Shōgun. The title of Shōgun, which means literally "generalissimo," and which was destined to play such a momentous part in Japanese history, seems to have been first used in A.D. 813, when one Watamaro was appointed Sei-i Tai-Shōgun, that is, "Barbarian-subduing Generalissimo," to wage war against the Ainos in the north of the empire. The title was employed afterwards in similar cases from time to time. But Yoritomo, at the end of the twelfth century, was the first of these generalissimos to make himself also, so to say, Mayor of the Palace, and in effect ruler of the land. From that time forward, various dynasties of Shōguns succeeded each other throughout the Middle Ages and down to our own days. The greatest of these families were the Ashikaga (A.D. 1336-1570) and the Tokugawa (A.D. 1603-1867). A concatenation of circumstances, partly political, partly religious, partly literary, led to the abolition of the Shōgunate in the year 1868. The Mikado then stepped forth again, to govern as well as reign, after an eclipse of well-nigh seven hundred years.

It has already been stated on page 236 that the name of the last of the Shōguns was Hitotsu-bashi.

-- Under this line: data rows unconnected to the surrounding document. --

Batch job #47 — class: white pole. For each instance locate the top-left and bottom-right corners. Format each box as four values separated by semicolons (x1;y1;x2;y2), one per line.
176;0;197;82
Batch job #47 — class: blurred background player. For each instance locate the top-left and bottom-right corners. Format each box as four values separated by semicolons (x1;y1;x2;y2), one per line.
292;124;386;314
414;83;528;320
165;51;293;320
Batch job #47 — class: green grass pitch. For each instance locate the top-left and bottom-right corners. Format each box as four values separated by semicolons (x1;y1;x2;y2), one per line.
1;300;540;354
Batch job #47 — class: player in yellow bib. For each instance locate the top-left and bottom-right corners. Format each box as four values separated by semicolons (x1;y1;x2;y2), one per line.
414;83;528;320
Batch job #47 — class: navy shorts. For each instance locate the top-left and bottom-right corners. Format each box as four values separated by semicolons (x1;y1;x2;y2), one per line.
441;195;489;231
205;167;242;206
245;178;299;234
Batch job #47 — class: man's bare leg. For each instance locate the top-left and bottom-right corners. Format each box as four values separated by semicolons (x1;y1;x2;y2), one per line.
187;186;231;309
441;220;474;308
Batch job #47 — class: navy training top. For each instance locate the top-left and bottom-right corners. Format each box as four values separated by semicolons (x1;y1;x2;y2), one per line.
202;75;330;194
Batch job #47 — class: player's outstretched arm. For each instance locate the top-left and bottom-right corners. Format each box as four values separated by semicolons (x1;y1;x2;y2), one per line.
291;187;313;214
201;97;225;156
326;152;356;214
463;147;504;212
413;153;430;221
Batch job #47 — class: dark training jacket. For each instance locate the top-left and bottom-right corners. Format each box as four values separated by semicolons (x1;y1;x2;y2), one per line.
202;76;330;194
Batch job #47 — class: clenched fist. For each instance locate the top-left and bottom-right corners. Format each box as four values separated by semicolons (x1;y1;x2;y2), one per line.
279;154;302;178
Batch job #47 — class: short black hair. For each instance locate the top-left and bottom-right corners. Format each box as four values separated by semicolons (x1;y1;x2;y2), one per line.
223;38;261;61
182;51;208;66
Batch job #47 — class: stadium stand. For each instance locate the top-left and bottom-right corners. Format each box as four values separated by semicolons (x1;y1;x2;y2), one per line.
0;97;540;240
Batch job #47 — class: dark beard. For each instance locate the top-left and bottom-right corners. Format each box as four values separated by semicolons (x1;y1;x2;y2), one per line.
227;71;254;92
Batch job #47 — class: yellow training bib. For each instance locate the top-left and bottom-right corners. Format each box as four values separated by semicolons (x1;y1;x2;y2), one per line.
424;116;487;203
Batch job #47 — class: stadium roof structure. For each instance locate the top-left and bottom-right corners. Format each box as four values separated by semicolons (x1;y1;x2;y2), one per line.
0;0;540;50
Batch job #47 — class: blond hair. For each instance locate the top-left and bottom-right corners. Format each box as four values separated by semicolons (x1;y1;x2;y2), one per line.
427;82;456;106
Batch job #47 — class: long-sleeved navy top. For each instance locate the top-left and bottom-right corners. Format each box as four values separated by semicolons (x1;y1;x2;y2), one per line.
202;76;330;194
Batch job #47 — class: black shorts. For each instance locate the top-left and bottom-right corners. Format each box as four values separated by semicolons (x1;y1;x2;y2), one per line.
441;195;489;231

For him to have committed harakiri when the crash came (which was what many of his retainers expected), would have formed a dignified and memorable end to the Japanese feudal system. He preferred to live. After spending many years in retirement in a provincial town, he removed to the capital; and still later, when he was admitted to some function at the Imperial Court, his appearance there scarcely evoked an expression of surprise. To readers brought up in Europe, with its Carlists, its Bourbons, in old days its Stuarts, at all times its irreconcilables of various names and degrees, it would seem but natural that a party favouring the restoration of the Shōgunate should linger on to embarrass the new regime. This is not the case. Far-Eastern minds view these matters differently. Being matter-of-fact by nature, they accept the logic of events more easily and more absolutely than we do. In this part of the world, a lost cause does not simply fall:—it ceases to exist.

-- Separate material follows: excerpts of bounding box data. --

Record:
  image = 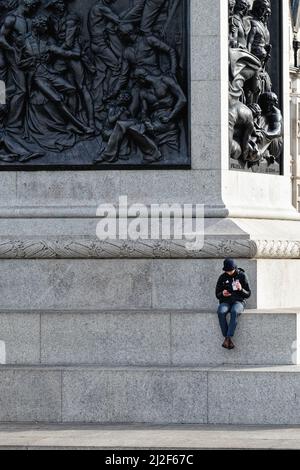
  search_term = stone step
[0,366,300,425]
[0,310,300,366]
[0,423,300,450]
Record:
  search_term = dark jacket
[216,268,251,304]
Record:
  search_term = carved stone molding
[0,237,300,259]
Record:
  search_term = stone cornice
[0,236,300,259]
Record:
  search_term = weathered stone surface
[0,260,151,309]
[0,312,40,365]
[41,311,171,365]
[208,366,300,425]
[0,368,61,423]
[171,312,300,365]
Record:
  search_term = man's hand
[223,290,231,297]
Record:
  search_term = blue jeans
[218,302,245,338]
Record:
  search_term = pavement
[0,424,300,450]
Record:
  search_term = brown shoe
[222,338,230,349]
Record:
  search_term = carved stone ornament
[0,0,190,169]
[229,0,283,174]
[0,236,300,259]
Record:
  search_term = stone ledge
[0,366,300,425]
[0,310,300,367]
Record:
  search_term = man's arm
[241,274,252,299]
[216,276,224,300]
[248,23,257,52]
[0,15,16,50]
[97,5,120,25]
[147,36,177,75]
[163,77,187,121]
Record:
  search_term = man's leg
[227,302,245,338]
[218,303,230,338]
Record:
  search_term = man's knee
[231,302,245,316]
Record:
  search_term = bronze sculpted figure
[0,0,190,169]
[229,0,283,173]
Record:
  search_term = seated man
[216,258,251,349]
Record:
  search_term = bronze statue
[0,0,190,169]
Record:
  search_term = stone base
[0,366,300,425]
[0,310,300,367]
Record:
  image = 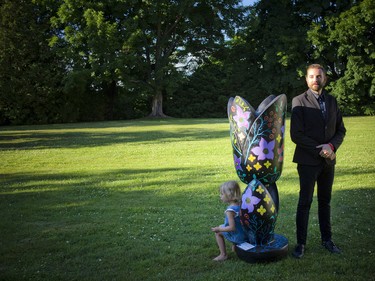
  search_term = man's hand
[316,143,336,160]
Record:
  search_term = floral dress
[221,205,245,244]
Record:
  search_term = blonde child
[211,181,245,261]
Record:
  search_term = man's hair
[306,63,327,76]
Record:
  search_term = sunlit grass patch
[0,117,375,280]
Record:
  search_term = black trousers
[296,163,335,244]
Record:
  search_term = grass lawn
[0,117,375,281]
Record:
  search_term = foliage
[52,0,244,119]
[0,117,375,281]
[0,0,64,124]
[0,0,375,124]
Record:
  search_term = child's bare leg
[214,233,228,261]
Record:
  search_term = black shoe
[322,240,341,254]
[292,244,305,259]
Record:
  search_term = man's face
[306,68,326,92]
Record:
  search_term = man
[290,64,346,258]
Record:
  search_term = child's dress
[222,205,246,244]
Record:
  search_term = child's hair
[220,181,241,203]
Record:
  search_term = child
[211,181,245,261]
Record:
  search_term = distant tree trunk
[149,89,168,118]
[105,80,117,120]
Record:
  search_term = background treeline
[0,0,375,125]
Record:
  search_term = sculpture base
[235,234,288,263]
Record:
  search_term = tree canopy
[0,0,375,124]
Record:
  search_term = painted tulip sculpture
[228,95,287,261]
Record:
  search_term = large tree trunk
[105,80,117,120]
[149,90,167,118]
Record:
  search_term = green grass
[0,117,375,280]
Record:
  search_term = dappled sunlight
[0,116,375,274]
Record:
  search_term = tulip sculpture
[228,95,288,262]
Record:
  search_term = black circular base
[235,234,288,263]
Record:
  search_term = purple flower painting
[251,138,275,160]
[241,188,260,213]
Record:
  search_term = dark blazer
[290,89,346,165]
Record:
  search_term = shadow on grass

The practice of most modern writers on Japanese subjects—foreigners as well as natives—is to treat the Shōguns as usurpers. But surely this is a highly unphilosophical way of reading history. It is not even formally correct, seeing that the Shōguns obtained investiture from the Court of Kyōto as regularly as ministers of state have obtained their commissions in later times. We cannot undertake here to go into the causes that produced Japanese feudalism, with the Shōguns at its head. But if seven centuries of possession do not consitute a legal title, how many of the governments at present existing in the world are legitimate? And what test is there, or can there be, of the legitimacy of any government except the general acquiescence of the governed?

Book recommended. Brinkley's Japan and China, Vol. IV. Chap. II., especially p. 33 et seq., for curious account of female officialdom at the Shōgun's Court.